Treatment of advanced hormone-refractory prostate carcinoma with a combination of etoposide, pirarubicin and cisplatin

1995 
A total of 20 patients with hormone-refractory prostate carcinoma entered a pilot study of combination chemotherapy based on the EAP (etoposide, Adriamycin and cisplatin) regimen, in which Adriamycin was replaced by pirarubicin, a less cardiotoxic derivative of Adriamycin. The response was assessed by criteria modified from those of the National Prostatic Cancer Project: prostate-specific antigen was employed instead of acid phosphatase. Of 18 evaluable patients, 6 achieved a partial response, 5 had stable disease, and in 7 the disease had progressed during therapy; thus, the overall response rate was 33.3% [95% confidence interval (CI) 11.5–55.1%]. Significant pain alleviation and performance status improvement were obtained in 5 of 12 patients (41.7%; CI 13.8–69.6%) and 3 of 13 patients (23.1%; CI 0.2–46.0%), respectively.
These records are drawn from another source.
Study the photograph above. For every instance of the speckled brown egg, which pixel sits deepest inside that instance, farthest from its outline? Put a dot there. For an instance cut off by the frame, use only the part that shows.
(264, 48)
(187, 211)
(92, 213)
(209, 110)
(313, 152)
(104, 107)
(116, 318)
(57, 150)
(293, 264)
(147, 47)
Although myelosuppression was moderate to severe, no chemotherapy-related deaths or bacteriologically documented sepsis occurred; nor was there any clinical cardiotoxicity. All the responding patients received maintenance chemotherapy with etoposide thereafter. At present, the median duration of response is 33 weeks (range: 23–91 weeks) and the median survival period for all patients is 42 weeks (range: 27+ −136 weeks), with 12 deaths. In spite of the small number of patients treated, these results suggest that this chemotherapy regimen is active in advanced hormone-refractory prostate carcinoma.